Maybe in the time that they are in the cage, you could start taming/work more on taming your budgies?


----------



## SusanBudgies (Dec 6, 2008)

I agree with Yuuki. Set out some high places to land. Place the semi-tame bird on one of those places. Place their cage so its roof is at least 5-6 feet off the ground. Make sure the room is well-lit while they're out. They'll learn to navigate the room.


----------



## Therm (Aug 2, 2015)

Your budgies need to get used to the room. Once they have adjusted to the room and the area they have to fly in, they will be able to fly around without injuring themselves. 

Make sure you have covered mirrors and windows (but make sure the room isn't too dark) as they learn to navigate the room, to prevent them from hurting themselves. 
when you want to give them out of cage time, make sure you have plenty of time for them to enjoy their time out- don't do it if you're going to only going to allow them to have a short time out as you'l then be putting pressure on yourself to get them back in when they have only just come out. 

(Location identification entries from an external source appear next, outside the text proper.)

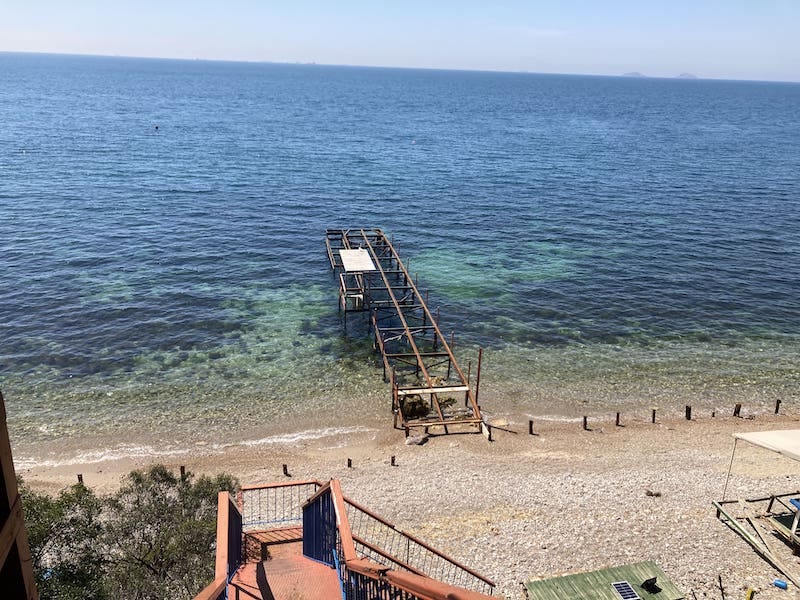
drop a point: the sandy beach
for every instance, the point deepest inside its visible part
(524, 506)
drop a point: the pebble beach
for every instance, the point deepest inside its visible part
(530, 506)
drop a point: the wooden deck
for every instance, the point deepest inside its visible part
(285, 575)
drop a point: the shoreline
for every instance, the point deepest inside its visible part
(527, 506)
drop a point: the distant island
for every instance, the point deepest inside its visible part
(681, 76)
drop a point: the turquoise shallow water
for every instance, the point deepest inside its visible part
(610, 242)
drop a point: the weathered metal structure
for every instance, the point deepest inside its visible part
(428, 386)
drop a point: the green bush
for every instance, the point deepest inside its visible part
(154, 538)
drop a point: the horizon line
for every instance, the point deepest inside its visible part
(627, 75)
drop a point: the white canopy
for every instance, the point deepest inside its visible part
(356, 260)
(782, 441)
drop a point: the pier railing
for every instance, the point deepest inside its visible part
(376, 560)
(373, 559)
(269, 506)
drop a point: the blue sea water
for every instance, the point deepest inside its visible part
(610, 242)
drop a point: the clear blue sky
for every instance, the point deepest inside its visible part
(736, 39)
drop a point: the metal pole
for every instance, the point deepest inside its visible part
(478, 375)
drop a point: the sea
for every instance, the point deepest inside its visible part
(611, 243)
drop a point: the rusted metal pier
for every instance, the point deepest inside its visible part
(429, 389)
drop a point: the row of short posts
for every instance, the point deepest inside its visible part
(737, 410)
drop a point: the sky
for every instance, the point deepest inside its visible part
(728, 39)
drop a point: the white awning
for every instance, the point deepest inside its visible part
(356, 260)
(782, 441)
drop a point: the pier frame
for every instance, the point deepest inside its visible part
(429, 389)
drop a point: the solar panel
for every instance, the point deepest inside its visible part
(625, 591)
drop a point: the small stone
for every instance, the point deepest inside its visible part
(416, 440)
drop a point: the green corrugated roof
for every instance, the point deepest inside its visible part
(596, 585)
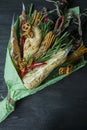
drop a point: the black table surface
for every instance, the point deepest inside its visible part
(58, 107)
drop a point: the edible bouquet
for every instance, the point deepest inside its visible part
(42, 51)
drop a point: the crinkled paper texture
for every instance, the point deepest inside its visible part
(15, 85)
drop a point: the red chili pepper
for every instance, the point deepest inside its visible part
(22, 40)
(23, 72)
(35, 64)
(46, 19)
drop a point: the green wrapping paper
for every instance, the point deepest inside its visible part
(16, 88)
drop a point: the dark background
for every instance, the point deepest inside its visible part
(62, 106)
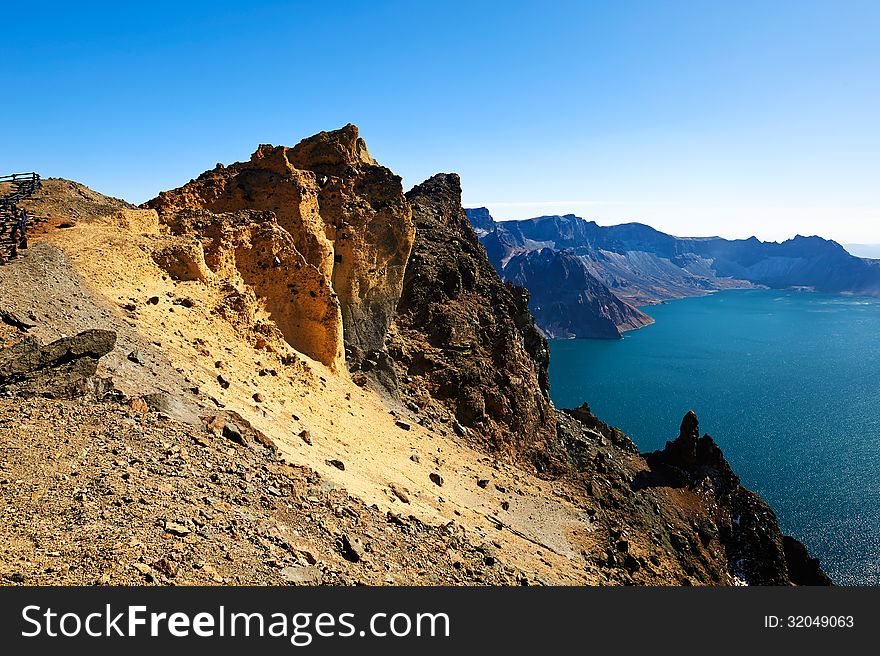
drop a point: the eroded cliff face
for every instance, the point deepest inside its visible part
(465, 339)
(257, 262)
(743, 523)
(346, 229)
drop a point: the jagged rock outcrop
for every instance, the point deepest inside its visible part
(347, 221)
(465, 338)
(567, 300)
(755, 547)
(259, 262)
(64, 369)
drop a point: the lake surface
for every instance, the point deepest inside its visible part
(787, 383)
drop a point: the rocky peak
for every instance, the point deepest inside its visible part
(343, 214)
(440, 195)
(464, 340)
(756, 549)
(331, 151)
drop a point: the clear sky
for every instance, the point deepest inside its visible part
(731, 118)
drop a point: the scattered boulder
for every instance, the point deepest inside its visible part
(308, 575)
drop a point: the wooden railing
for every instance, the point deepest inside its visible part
(13, 219)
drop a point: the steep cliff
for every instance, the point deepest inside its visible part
(471, 468)
(465, 339)
(346, 219)
(567, 300)
(755, 547)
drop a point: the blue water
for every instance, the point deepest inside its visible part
(787, 383)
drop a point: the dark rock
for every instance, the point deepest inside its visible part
(63, 369)
(308, 575)
(351, 548)
(802, 568)
(233, 433)
(12, 319)
(467, 336)
(171, 406)
(567, 300)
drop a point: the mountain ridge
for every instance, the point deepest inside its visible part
(640, 265)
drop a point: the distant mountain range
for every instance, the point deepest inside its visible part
(863, 250)
(585, 279)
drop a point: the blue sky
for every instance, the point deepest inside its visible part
(730, 118)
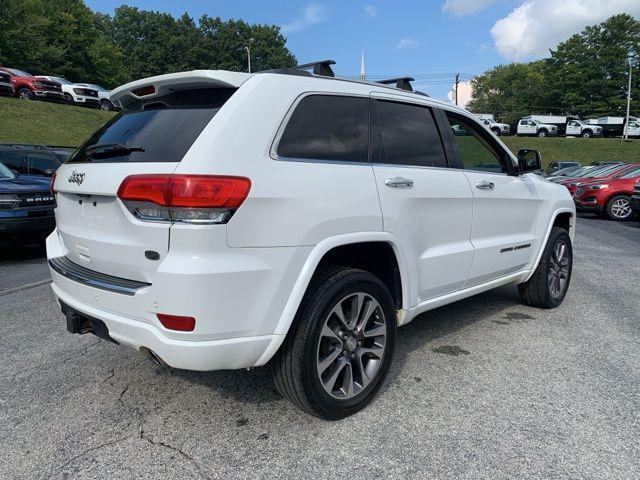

If you feed you budgies at set times, you can let them out a while before feeding. This way, they can have exercise, and then when they see you put the food in the cage they will most likely go back in to eat- reducing the stress all round. 
You can also work to dim the room by turning down the lights or tuning on a lamp and turning off any TV's etc. to create the atmosphere where they want to go back to their safe place. 

If you are having to chase them or catch them to get back in their cages this will make the experience more unpleasant for all of you. 
Also, check out the guide to using positive reinforcement when training birds. 

Learning more about how to adapt what you do to make your birds happier negates the need for wing clipping. Good luck.


----------



## HappiBudgie (Jan 17, 2017)

Ok, thank you!:001_smile: I read the stickie; I don't think I'll clip their wings, I'll just work on taming them.


----------



## FaeryBee (May 9, 2011)

*I have untamed budgies that go back in their cage because I've used positive reinforcement training to teach them they will get a reward when they do so.

Initially, when I was ready for them to go back in the cage I would first dim the lights and pull down the shades in the room. If the radio or TV was on, I turned it off.

Then I would stand by their cage and ringing the bell on one of their toys while telling them, "It's time to go in your cage now!"

Once they went back into the cage, they were given a small bit of millet.

This method worked well and they now go in the cage when asked to do so without the lights being dimmed or the blinds lowered and the TV or radio can stay on.

Getting the millet reward is the best part of "going back home"*


----------